Part II: The MX Book of New Sherlock Holmes Stories
Thi
s collection of new Sherlock Holmes adventures came about by listening to that still small voice. One Saturday morning in late January 2015, I popped awake, several hours earlier than I had intended, having just had a full-fledged and vivid dream about a new Holmes anthology. Now, I’ve tapped into the Oversoul and “edited” a few of Watson’s works myself, but I hadn’t tried anything like this before. If I’d rolled over and gone back to sleep, the idea would probably have disappeared. But it had grabbed me by then, so I quietly got up and started making a wish list of “editors” of Watson’s works that I already knew and admired, in order to see if they would be willing to go through the effort to come up with some more new adventures
I emailed Steve Emecz of MX Publishing, and he enthusiastically liked the idea. Early on, we agreed that the author royalties for the project would be used to support Undershaw, the home where Sir Arthur Conan Doyle was living when both The Hound of the Baskervilles, as well as some of the later Holmes adventures, were written. MX Publishing has supported this effort in the past, so this decision was an easy one.
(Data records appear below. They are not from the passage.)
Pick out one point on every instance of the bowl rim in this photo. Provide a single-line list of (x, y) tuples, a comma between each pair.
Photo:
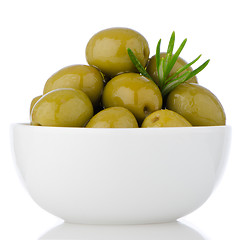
[(54, 128)]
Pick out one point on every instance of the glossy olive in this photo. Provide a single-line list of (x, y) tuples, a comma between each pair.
[(34, 101), (113, 117), (107, 50), (165, 118), (135, 92), (63, 108), (152, 68), (81, 77), (197, 104)]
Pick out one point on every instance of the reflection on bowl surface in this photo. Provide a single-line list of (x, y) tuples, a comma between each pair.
[(164, 231), (120, 176)]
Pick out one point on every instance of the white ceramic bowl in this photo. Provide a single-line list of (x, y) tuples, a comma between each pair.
[(120, 176)]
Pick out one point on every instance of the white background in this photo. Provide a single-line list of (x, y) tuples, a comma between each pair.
[(37, 38)]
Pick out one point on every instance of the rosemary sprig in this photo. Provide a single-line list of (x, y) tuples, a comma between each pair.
[(137, 64), (165, 64)]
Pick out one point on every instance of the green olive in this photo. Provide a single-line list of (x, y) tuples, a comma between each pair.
[(165, 118), (197, 104), (152, 68), (34, 101), (107, 50), (113, 117), (81, 77), (63, 108), (135, 92)]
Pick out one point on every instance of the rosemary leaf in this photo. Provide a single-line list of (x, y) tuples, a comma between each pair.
[(158, 56), (199, 69), (171, 43), (167, 62), (170, 86), (161, 73), (137, 64), (175, 56)]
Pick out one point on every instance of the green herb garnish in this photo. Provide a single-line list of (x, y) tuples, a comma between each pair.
[(165, 64)]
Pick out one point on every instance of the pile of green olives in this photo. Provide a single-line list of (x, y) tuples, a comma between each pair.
[(109, 92)]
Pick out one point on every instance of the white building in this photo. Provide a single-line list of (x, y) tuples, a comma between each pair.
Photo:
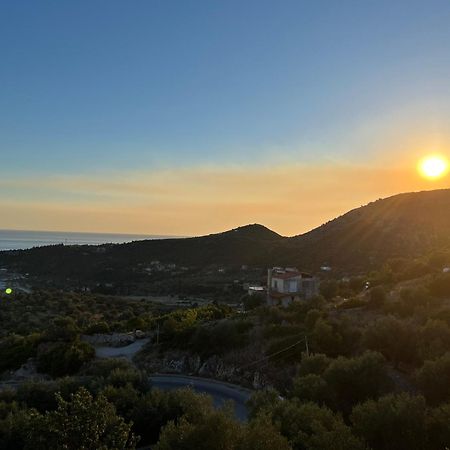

The same morning that I had the idea, I began to email authors, and I immediately started receiving positive responses. I was then emboldened to start asking still more people, and quickly the whole thing escalated. I reached out to friends to help me track down some authors in England that could only be reached by the old-fashioned mail. People already participating suggested still more folks who might also want to tap into the Oversoul and contribute a story to the anthology. It quickly grew to the point where it obviously needed to be two volumes, and sometime after that, it became three. (If it hadn’t been split into multiple books, the whole thing would have become so fat that the book spines would have cracked apart.) It was always important to me that this collection, although finally presented under three covers, be considered as one unified anthology. As such, it is the largest collection of new Sherlock Holmes stories assembled in the same place.
These volumes have contributors from around the world: the U.S. and Canada, all over Great Britain, India, New Zealand, and Sweden. There are a couple of British expatriates who were living in Asia at the time they made their contributions, and two American ex-pats in London and Kuwait as well. Early on, I let all of the participants know that, since we had contributors from all around the globe, the format and punctuation of the books would be uniformly consistent, but they could use either British or American spellings in their finished works. Therefore, if you see some stories with color and others with colour, for example, that’s why.